ASPEN, Colo. -- One candidate, the challenger, is a police officer who is also an artist. The other, the incumbent, is a long-serving sheriff who is writing a book about his close friend Hunter S. Thompson, the late "gonzo" journalist.

Only in Aspen.

On Nov. 7, voters in this posh mountain town will choose between five-time incumbent Sheriff Bob Braudis, 61, and Rick Magnuson, a police officer who is 20 years his junior and whose main issue is that the sheriff is too easy on drug users.

Braudis, who stands 6-foot-6 and looks like a Hollywood version of a Western sheriff, might be vulnerable on this. Though he promises to enforce drug laws, he is eager to tell anyone that tough penalties for drug use are not helping anyone and that addiction is a matter for health-care professionals, not jailers.

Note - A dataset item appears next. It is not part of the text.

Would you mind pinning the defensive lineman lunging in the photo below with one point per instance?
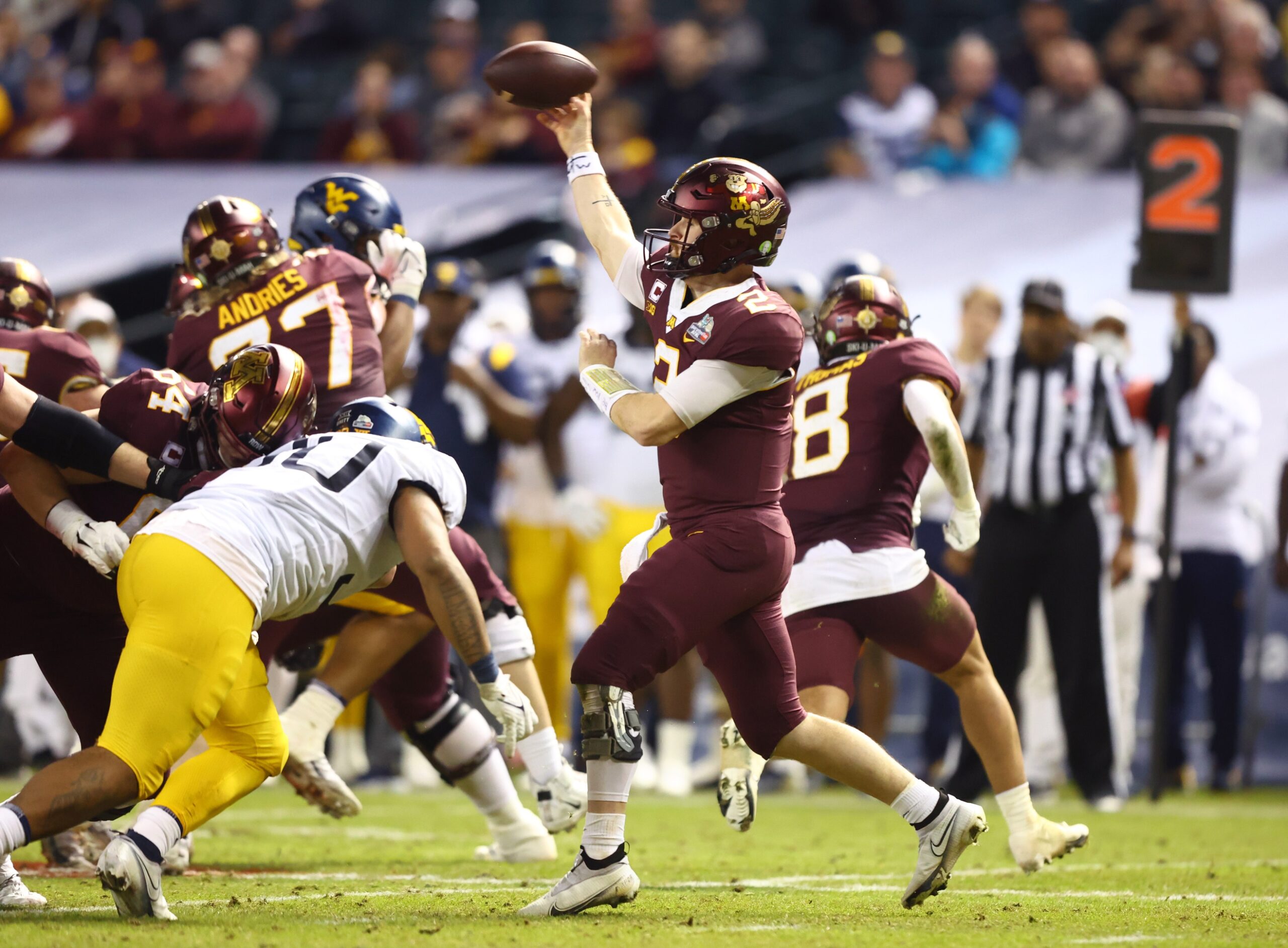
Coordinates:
(720, 414)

"The war on drugs provides more casualties than drugs itself," he argues.

Such statements are aiding Magnuson in his quest to paint the sheriff as a lawman stuck in the 1970s and '80s, when illegal drug use mostly meant marijuana. These days, Magnuson argues, people should be more concerned about heroin and methamphetamine.

In reality, however, the two men are not that far apart when it comes to enforcing drug laws. Braudis, a Boston native whose Jesuit high school education taught him Greek and Latin, said he is tougher than many people think. And Magnuson said he is mindful of the more tolerant attitudes toward drugs in the area.

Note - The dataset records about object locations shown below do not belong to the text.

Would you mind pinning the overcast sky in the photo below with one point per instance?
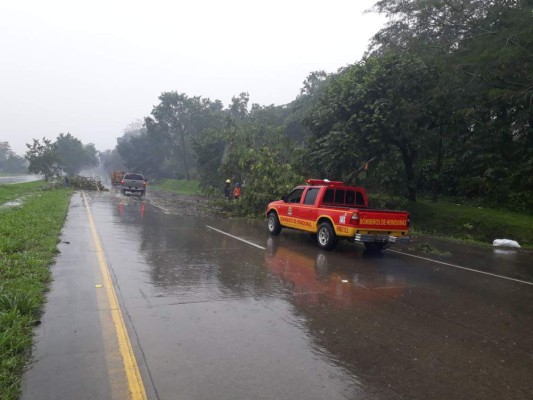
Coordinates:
(91, 68)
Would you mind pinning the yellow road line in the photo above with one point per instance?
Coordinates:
(135, 383)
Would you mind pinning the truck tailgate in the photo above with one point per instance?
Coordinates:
(383, 220)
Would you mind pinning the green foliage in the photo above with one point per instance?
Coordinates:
(28, 239)
(175, 122)
(469, 222)
(66, 154)
(43, 158)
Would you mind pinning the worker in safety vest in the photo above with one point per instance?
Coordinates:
(237, 191)
(227, 189)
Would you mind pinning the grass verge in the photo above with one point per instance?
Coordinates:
(177, 186)
(28, 244)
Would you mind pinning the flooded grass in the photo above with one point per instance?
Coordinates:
(177, 186)
(28, 244)
(470, 223)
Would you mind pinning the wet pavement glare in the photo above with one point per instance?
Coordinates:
(217, 318)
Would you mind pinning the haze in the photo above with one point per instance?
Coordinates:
(93, 68)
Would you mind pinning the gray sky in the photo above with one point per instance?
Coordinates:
(91, 68)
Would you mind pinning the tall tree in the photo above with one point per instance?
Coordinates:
(9, 161)
(177, 119)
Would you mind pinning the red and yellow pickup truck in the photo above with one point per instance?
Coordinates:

Braudis, who has been sheriff of Pitkin County for 20 years, said he follows a zero-tolerance policy when it comes to teenagers using drugs or alcohol, though he is dead set against using undercover police to investigate illegal drugs.

"People assume I support intoxication and escapism," he said in an interview. "That's not true."

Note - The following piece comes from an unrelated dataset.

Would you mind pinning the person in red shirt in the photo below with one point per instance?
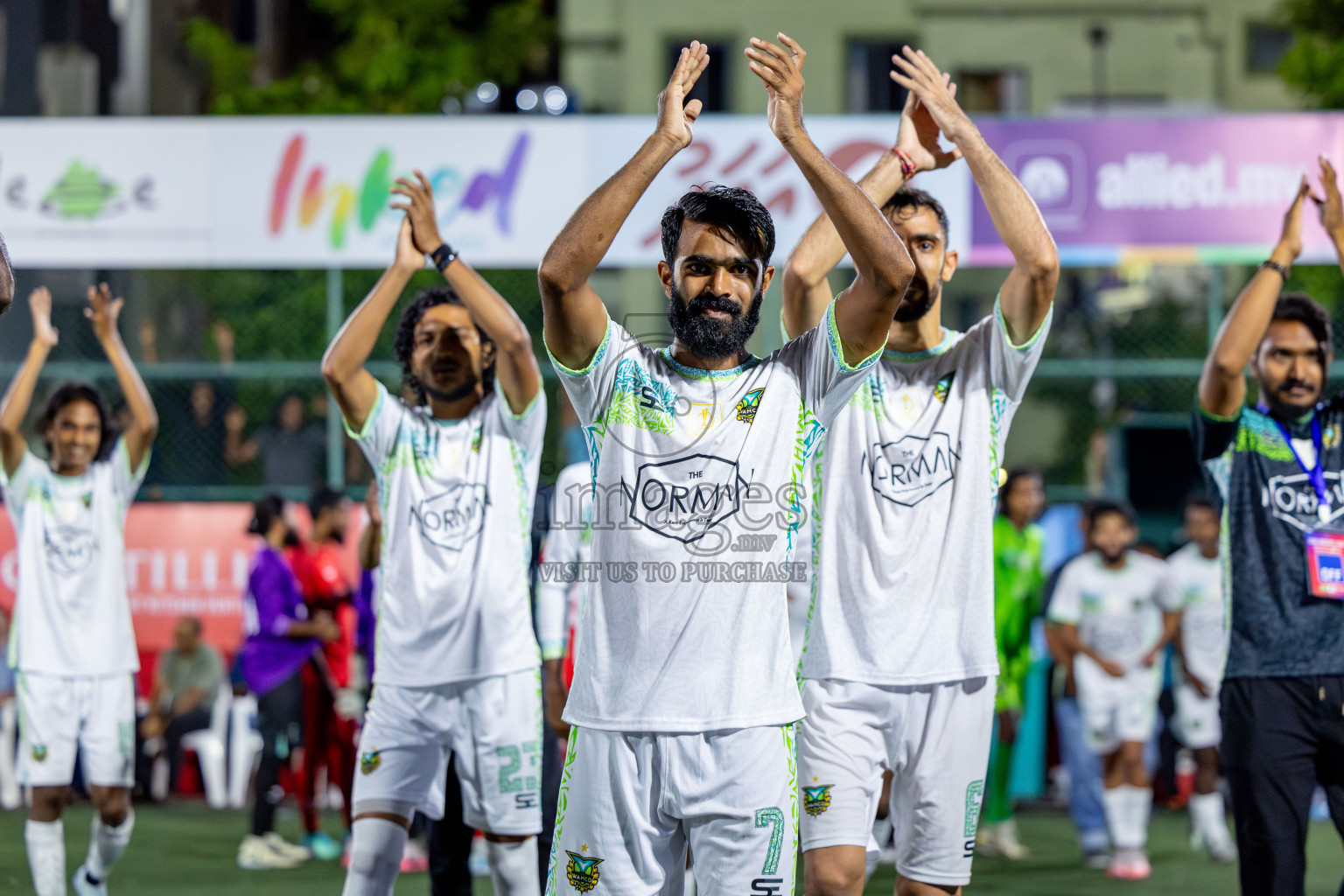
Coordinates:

While Magnuson says he would employ undercover officers to ferret out illegal drug use, he acknowledges that Aspen is a little different from anyplace else.

"This is a party town," said Magnuson, who has done sculpture and performance art. "We do not want a heavy-handed police force. We don't want to look into someone's window to see if he is smoking a joint."

Attitudes toward drug use are, in fact, rather tolerant in and around Aspen. Recently, the Pitkin County commissioners unanimously endorsed a statewide ballot initiative that would decriminalize possession of up to one ounce of marijuana by adults. Even if the measure passes, federal law still prohibits marijuana use.